Potage de testicules de chevreau, délices d'épluchures, crabe de Patagonie ou spécialités tribales de Bornéo : le livre de cuisine, secteur de l'édition en pleine expansion, déborde d'imagination pour faire découvrir, mijoter et déguster les trésors culinaires de la planète.
Ce succès mondial s'est traduit par "une croissance moyenne de 2 et 5% en Europe et de 30% en Chine depuis 10 ans", se réjouit Edouard Cointreau, descendant de Rabelais et fondateur du Festival international du livre culinaire dont la troisième édition se tient jusqu'à dimanche au 104 à Paris.
En France, la production annuelle est passée en dix ans de 816 à 1.838 titres, enregistrant une progression de 5% en 2011 et, si l'on se fie à la diversité des auteurs et à leurs approches éclectiques de la cuisine, les descendants de Ginette Mathiot ont de beaux jours devant eux.

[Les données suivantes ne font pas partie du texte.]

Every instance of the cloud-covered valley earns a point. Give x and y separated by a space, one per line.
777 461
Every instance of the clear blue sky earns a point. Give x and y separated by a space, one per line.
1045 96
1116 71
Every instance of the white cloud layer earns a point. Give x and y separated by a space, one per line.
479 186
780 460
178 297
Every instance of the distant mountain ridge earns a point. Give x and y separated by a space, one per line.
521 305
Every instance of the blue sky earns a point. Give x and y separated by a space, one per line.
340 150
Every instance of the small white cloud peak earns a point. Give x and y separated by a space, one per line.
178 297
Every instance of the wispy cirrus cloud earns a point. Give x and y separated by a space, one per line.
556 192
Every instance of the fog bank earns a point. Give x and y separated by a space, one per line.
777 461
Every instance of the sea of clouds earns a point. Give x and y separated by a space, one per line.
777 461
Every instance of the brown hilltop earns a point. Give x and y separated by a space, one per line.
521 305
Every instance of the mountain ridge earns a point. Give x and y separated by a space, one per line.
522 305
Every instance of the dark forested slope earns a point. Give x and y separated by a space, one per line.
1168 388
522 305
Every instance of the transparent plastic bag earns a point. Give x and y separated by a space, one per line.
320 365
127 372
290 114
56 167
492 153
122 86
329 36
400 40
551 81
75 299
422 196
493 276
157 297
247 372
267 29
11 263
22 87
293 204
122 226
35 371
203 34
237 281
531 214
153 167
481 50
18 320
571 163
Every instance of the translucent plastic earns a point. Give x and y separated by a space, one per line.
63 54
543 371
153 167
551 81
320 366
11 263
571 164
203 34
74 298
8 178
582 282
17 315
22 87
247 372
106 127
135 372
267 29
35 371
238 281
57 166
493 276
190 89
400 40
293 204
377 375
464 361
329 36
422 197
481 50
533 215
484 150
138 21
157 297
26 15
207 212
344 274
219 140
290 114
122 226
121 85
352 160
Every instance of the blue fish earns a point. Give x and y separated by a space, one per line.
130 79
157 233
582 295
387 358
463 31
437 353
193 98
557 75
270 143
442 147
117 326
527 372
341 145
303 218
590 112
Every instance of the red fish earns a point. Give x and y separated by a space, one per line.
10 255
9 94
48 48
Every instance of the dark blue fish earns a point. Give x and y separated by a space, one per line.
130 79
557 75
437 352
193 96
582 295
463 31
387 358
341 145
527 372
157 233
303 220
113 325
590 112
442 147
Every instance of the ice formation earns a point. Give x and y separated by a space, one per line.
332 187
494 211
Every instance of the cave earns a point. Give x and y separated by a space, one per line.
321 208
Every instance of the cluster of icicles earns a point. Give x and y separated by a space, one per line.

Et c'est partout pareil, ajoute M. Cointreau, en désignant un nouvel espace d'exposition où sont présentés les ouvrages culinaires de 135 pays et notamment ceux d'Amérique latine, venue en force. "Du Paraguay au Venezuela ou au Chili, en passant par le Bénin, le Togo, la Grande-Bretagne, l'Allemagne ou la Chine, invitée d'honneur du salon, il n'y a pas de limite", ajoute-t-il.
C'est un livre chilien sur la cuisine de Patagonie qui a remporté le prix du meilleur livre de cuisine étranger (Patagonia Cuisine). "Comme l'odeur d'une Patagonie originelle", dit à l'AFP l'auteur, Francisco Fantinti Jarpa, également directeur de la jeune maison d'édition Gourmet Patagonia.
On y découvre notamment les mets favoris de "pêcheurs en kayak" : les crabes, le poisson fumé au bois de cyprès et des coquilles Saint-Jacques d'eau douce au miel d'Ulmo, arbre ancestral du Chili.
"C'est un voyage qui parle d'une partie de la planète qui n'est pas polluée, on associe les aliments et la géographie, la nature. Cela envoie à un mode de vie communautaire ancien, solidaire et écologique, dont rêvent nombre de gens", ajoute-t-il.
"Couilles au nid"
En Malaisie, le chef Wan, star en son pays, réinvente les recettes des coupeurs de têtes de Bornéo, "rendang" (boeuf au curry), "satay" (brochettes), nasi lemak (riz crémeux) et autres merveilles à base de coco râpé ou de feuilles de citronnelle.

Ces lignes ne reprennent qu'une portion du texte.